How To Control And Get Rid Of Japanese Beetles

Some of the best and most natural ways to get rid of these Japanese beetles are through good horticultural practices that include watering and fertilizing the plants. 

It will significantly reduce the impact of these beetles. Here are some of the best ways you greatly reduce the number of Japanese beetles in your farm or garden.

1. Hand Pick Them

Japanese beetles have a striking color that makes them very easy to pick and knock into a can of very soapy water. As this process is time-consuming, it is one of the most effective ways to eliminate these pests from plants. 

You have to be diligent to make this process a reality.
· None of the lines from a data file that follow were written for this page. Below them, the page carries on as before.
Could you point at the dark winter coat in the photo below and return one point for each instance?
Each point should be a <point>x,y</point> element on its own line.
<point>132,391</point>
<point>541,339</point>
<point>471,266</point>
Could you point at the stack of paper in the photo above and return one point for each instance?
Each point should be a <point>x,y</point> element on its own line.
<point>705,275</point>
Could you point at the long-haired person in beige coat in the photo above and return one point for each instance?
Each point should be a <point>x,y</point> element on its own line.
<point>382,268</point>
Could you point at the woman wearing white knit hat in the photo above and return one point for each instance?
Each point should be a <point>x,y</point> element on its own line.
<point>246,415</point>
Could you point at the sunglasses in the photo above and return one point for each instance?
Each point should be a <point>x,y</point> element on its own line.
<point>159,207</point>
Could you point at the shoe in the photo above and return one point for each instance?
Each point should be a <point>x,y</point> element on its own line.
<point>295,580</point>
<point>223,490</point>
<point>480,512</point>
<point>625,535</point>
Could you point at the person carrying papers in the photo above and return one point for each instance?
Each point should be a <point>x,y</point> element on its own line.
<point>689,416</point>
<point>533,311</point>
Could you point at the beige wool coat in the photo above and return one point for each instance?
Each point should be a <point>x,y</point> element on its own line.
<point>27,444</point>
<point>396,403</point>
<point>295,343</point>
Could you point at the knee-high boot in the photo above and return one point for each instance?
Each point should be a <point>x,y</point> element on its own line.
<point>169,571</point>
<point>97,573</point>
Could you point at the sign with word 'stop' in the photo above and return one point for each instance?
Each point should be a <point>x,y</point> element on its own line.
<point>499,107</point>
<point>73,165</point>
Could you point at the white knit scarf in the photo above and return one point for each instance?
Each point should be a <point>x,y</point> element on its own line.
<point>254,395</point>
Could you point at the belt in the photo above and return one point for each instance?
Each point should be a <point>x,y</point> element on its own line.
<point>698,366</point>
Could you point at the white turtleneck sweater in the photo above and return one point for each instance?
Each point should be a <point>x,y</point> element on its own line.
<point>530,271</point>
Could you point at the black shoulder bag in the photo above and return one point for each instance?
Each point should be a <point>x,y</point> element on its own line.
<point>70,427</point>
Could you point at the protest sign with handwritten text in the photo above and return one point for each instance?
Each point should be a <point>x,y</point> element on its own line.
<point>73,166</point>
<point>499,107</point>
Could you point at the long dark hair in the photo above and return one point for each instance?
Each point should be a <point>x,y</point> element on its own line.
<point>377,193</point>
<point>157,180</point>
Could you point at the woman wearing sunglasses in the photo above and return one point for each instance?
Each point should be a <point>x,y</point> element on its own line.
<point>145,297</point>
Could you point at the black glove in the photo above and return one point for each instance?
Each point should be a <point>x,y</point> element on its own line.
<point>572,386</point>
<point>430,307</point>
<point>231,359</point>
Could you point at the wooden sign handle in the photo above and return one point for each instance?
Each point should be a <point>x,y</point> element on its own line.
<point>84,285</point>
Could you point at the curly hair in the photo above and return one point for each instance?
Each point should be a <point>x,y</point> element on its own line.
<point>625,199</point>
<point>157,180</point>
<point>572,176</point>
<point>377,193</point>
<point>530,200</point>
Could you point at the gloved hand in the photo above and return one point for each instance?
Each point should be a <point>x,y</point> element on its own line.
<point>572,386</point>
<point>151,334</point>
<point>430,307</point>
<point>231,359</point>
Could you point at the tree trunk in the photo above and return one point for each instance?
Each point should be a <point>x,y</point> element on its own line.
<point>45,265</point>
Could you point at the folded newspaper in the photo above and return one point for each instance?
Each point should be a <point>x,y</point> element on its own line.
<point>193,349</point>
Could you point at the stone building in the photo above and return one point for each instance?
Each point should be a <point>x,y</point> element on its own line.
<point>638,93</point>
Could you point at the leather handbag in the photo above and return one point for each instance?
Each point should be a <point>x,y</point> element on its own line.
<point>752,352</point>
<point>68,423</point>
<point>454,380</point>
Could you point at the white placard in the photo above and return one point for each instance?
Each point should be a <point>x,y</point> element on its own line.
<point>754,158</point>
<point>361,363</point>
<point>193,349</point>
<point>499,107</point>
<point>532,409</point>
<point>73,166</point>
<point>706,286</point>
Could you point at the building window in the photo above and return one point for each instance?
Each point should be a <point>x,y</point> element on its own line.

When you’ve handpicked some of them, you need to put them in a solution that contains one tablespoon of liquid dishwashing agents; the reason this is to cause them to drown in the water. 

2. Spraying Of Neem Oil

You can equally and effectively reduce the feeding of adult beetles by spraying part of the plant with neem oil. This oil spray contains a lot of potassium bicarbonate which is effective, especially on the roses. 

The adult beetles ingest the chemical in the Neem oil and pass it onto their eggs; the endpoint of this is that the resulting larvae die even before they become adults.

One needs to note that Neem oil can, at times, be harmful to fish and other types of aquatic presence, so I advise you don’t use it near the rope.

3. Using Row covers

You can easily protect your plants from Japanese beetles by using a row cover during the 6 to 8 weeks feeding period that usually begins in mid to late May in the southern United States. 

Row covers will help greatly to keep the pests, but in keeping the pests out, they equally keep out plant and flowers pollinators.

4. Use A Dropcloth 

You need to put down a dropcloth, and very early in the morning, when the beetles are primarily in their active stage, all you need to do is to shake them off and put them all into the bucket of soapy water we mentioned.

Frequently Asked Questions

How do I Get Japanese Beetles?

The scent of certain kinds of flowers or fruits or even plants, as well as other pheromones of other Japanese battles, will lure them to his yard. 

What are the signs of a Japanese battle infestation?

One of the first signs you will notice is the skeletonizing of outdoor plants. When you inspect the plants closely, you will even see the adults feeding on the leaves of the plants.

What Kills Japanese Beetles the best?

One of the best killers of beetles is pyrethrin or neem. Pyrethrin-based insecticides are usually safe and effective ways to control these pests.